Что на юбилей начальство себе премии по полтора миллиона выписало. А работягам — штампованную почётную грамотку в клеёнчатом пакете с эмблемой завода. Да ещё бейсболочку, тоже с эмблемой завода. И та при первой стирке полиняла.
И под конец, фальшивя, дрожащим тенорком запел:
Ни один из работяг за него не заступился. Огромный зал, могли бы овацию ему устроить, ногами топать, свистеть в адрес президиума… Вообще, всячески выразить поддержку.
Но нет. Сидели, трусливо втянув головы в плечи, вперив глаза в пол. Каждый трясся за своё место. Рыбья, рабья кровь. Только и горазды на обеде в чужие судки носы совать: кому чего сегодня жёны настряпали. Да в курилке воздух матом сотрясать.
Вот так копят-копят в себе злость, клокочут внутри, а потом — р-раз! — клапан срывает. Если власть умная — клапаны иногда приподымает, дыхнуть даёт. А глупая и жадная, как у нас в стране — наглухо задраивает. Отсюда революции и бунты, беспощадные и бессмысленные.
И выперли моего муженька из мастеров со свистом. Вообще с завода вытурили, чтобы воду не мутил.
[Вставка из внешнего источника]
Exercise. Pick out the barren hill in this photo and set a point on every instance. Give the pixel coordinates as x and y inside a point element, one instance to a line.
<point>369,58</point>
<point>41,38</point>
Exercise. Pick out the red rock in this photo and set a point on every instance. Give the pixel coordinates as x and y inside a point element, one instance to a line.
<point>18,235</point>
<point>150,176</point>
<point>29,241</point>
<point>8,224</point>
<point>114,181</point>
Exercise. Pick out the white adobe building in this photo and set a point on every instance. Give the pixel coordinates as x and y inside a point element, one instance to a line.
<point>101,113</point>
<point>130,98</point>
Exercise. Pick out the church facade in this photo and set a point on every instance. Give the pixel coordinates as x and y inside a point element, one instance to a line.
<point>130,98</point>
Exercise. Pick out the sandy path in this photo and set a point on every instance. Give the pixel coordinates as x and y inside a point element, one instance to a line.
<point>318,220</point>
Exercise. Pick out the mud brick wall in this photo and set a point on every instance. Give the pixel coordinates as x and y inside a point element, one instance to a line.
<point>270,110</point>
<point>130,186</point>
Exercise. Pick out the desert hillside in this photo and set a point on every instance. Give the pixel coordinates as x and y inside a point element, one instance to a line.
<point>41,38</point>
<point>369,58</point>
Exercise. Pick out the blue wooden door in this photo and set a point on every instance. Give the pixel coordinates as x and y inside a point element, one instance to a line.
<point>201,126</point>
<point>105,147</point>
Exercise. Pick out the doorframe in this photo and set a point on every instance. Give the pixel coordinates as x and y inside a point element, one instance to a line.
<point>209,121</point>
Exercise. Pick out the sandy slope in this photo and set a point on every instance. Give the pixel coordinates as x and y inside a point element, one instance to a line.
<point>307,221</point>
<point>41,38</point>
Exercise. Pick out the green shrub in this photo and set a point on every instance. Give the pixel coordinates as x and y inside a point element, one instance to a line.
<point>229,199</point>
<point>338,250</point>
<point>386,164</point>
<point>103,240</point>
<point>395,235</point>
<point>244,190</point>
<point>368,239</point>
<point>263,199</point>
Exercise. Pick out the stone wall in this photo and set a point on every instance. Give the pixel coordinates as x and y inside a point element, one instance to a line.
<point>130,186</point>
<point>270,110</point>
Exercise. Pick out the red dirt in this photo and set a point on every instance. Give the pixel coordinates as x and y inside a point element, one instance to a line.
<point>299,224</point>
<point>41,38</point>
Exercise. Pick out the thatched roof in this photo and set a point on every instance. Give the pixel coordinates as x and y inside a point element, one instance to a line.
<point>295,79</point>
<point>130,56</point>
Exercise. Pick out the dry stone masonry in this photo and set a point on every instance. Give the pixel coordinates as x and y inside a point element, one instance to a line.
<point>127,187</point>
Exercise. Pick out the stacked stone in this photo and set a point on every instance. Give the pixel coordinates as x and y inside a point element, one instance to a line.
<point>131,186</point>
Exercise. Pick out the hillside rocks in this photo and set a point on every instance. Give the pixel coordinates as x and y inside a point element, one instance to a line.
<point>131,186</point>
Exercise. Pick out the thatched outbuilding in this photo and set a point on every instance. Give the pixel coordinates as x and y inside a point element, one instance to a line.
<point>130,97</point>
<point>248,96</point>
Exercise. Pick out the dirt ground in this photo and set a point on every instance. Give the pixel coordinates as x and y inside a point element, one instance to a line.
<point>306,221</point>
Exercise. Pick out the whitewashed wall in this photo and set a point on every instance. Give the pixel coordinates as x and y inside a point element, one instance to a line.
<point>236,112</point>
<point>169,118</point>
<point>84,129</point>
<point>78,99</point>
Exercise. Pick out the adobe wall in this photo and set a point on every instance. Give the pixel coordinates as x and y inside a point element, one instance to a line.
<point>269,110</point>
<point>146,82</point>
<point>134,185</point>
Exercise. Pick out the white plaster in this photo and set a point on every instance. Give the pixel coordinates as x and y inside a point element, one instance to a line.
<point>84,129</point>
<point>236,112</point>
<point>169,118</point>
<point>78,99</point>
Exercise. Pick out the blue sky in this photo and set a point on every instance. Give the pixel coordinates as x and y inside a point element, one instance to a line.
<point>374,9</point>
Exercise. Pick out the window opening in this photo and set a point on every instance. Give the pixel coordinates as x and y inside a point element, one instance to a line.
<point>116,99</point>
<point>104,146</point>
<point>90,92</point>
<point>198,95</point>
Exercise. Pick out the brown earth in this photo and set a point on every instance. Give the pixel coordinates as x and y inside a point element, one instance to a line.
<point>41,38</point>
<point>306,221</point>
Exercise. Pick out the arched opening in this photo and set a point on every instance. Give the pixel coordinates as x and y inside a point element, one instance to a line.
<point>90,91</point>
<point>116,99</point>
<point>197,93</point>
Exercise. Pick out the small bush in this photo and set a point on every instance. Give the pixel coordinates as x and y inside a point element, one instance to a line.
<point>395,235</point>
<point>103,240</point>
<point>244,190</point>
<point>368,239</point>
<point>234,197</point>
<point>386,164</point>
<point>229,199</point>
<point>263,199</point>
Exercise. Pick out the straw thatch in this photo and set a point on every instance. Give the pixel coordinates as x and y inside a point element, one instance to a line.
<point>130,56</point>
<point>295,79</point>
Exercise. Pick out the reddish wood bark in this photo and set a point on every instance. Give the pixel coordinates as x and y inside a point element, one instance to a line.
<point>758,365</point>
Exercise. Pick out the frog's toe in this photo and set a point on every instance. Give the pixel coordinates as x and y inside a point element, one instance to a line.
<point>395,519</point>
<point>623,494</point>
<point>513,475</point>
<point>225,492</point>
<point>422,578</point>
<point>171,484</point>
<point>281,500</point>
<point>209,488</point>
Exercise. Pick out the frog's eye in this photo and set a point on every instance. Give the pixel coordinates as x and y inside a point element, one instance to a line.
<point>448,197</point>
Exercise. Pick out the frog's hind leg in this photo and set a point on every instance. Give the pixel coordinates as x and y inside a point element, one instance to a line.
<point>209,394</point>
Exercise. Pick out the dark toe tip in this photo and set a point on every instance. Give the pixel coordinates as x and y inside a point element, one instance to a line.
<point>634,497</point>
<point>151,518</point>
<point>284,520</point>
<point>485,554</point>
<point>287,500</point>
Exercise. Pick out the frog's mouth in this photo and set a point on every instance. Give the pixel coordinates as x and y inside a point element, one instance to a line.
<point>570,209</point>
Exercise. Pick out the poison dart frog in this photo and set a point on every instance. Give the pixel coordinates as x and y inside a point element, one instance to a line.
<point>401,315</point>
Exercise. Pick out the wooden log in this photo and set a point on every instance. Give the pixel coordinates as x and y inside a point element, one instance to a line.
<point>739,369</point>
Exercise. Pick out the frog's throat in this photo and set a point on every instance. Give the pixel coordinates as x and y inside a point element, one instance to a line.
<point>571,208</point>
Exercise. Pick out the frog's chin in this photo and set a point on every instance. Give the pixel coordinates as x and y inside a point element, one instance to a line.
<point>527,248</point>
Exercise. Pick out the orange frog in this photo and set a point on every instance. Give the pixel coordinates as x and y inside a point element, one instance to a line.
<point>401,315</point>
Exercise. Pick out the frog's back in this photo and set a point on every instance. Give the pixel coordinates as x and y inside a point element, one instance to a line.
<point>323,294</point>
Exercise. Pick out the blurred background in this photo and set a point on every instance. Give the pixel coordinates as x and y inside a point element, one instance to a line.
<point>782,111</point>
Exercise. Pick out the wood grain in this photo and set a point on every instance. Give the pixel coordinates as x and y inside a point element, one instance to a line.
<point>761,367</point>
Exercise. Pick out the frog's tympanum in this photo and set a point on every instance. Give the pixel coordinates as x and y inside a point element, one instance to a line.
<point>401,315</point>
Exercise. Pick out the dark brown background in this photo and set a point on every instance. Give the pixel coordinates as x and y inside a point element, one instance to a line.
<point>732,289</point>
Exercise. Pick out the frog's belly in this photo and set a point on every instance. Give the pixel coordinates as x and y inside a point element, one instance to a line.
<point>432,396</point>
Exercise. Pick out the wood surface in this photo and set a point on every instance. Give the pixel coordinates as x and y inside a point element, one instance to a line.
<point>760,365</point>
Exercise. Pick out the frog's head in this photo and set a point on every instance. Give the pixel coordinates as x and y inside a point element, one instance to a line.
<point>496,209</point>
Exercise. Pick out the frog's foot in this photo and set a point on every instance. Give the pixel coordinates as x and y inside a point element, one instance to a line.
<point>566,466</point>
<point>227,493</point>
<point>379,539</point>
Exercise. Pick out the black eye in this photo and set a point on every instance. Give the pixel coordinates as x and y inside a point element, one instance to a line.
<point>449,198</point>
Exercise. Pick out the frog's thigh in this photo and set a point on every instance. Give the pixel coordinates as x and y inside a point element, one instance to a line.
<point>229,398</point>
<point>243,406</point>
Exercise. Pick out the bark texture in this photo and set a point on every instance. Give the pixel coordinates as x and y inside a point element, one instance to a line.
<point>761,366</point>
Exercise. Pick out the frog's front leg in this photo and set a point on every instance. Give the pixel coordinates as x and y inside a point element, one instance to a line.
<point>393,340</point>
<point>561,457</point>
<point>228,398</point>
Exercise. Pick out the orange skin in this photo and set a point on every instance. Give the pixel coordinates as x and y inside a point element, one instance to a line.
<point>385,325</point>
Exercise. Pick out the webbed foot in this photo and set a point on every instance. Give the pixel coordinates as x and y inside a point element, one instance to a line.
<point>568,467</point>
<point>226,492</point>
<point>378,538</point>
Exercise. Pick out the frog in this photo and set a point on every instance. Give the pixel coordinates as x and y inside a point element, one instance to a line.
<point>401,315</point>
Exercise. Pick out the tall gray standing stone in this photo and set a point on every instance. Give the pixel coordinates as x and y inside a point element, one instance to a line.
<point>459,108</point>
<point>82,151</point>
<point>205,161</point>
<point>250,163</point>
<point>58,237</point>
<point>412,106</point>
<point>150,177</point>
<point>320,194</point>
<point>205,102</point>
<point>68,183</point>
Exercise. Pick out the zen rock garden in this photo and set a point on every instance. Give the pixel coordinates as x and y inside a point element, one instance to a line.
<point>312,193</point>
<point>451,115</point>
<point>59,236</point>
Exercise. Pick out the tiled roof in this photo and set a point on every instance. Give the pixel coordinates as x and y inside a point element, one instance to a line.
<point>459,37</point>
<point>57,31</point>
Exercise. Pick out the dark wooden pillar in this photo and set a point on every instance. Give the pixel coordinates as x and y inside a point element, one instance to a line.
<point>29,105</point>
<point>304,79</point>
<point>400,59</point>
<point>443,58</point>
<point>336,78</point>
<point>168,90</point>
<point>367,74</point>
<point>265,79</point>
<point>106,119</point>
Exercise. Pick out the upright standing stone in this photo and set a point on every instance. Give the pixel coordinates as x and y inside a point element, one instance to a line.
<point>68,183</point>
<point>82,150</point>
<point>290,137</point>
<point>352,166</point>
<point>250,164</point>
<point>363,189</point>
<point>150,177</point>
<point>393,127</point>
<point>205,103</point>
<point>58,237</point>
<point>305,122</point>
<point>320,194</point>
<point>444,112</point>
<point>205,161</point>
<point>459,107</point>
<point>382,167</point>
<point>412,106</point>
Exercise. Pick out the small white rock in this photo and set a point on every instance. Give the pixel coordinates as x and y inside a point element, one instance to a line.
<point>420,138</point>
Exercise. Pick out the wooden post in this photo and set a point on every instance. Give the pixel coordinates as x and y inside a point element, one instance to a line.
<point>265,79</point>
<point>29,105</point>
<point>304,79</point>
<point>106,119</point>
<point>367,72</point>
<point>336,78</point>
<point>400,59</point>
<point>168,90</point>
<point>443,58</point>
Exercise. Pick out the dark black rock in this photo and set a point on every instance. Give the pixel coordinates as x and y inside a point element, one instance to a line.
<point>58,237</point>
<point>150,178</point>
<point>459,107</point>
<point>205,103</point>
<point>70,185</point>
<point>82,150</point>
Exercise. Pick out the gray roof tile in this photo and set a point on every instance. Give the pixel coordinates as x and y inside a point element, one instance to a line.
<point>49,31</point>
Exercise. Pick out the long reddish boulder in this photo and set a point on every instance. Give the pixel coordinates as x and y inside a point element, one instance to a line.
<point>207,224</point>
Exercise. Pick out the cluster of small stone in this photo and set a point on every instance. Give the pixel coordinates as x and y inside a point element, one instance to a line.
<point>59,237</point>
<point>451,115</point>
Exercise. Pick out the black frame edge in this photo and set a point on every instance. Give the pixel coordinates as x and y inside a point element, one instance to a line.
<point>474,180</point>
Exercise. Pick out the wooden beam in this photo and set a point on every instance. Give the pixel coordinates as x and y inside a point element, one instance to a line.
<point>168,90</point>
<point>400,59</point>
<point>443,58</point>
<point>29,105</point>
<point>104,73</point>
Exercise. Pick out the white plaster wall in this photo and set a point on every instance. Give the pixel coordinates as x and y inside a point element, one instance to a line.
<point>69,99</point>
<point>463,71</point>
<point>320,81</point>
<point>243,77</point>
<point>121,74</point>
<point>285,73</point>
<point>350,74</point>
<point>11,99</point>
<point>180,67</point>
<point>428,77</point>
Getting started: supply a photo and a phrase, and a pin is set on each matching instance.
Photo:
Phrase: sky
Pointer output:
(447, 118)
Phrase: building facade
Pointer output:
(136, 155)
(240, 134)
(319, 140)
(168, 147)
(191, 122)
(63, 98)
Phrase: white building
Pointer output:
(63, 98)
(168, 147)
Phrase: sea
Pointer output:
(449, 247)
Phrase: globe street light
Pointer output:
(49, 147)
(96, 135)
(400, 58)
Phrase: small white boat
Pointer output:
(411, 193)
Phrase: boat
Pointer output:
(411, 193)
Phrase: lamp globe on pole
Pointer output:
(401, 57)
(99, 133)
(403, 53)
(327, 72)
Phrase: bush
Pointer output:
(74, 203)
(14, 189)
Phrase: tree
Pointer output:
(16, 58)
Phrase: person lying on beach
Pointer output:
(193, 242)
После чего он совсем головой повредился. На пособии по безработице зря не сидел, всё читал свои газеты — мало ему. Деньги ему я не выдавала. Так, что вы думаете, он ходил, по городу прессу подбирал: на вокзалах, на скамейках, из урн вытряхивал.
На этот раз переметнулся на другую тему. Однажды просыпаюсь, а он говорит:
— Я всё понял, Лялечка. Мы — опытный материал. Подопытные крысы. Выбрали народ, кого не жалко. На нашем регионе проводят эксперимент, как человечество выживет в условиях ядерной зимы.
А у нас, между Волгой и Уралом, правда, погода гнилая, болотная. Где-то счастливчиков в году триста ясных, умытых солнечных дней. А у нас, дай Бог, один раз в месяц солнышко смурную мордочку покажет.
Так все рады, прямо негласные народные гуляния в этот день объявляются: стар и млад на улицы выползает. Греются как цыплята, бока подставляют. Наслаждаются, жмурятся с непривычки: как из тёмных сырых казематов выпустили.
А так, говорю, сплошной мрак, сырость и хандра. День с ночью слились — не отличить. Фонари почти круглосуточно, едва видные, в тумане и мгле бледными пятнами маслянисто, тускло мерцают. Ходим сонные, вялые, зелёные.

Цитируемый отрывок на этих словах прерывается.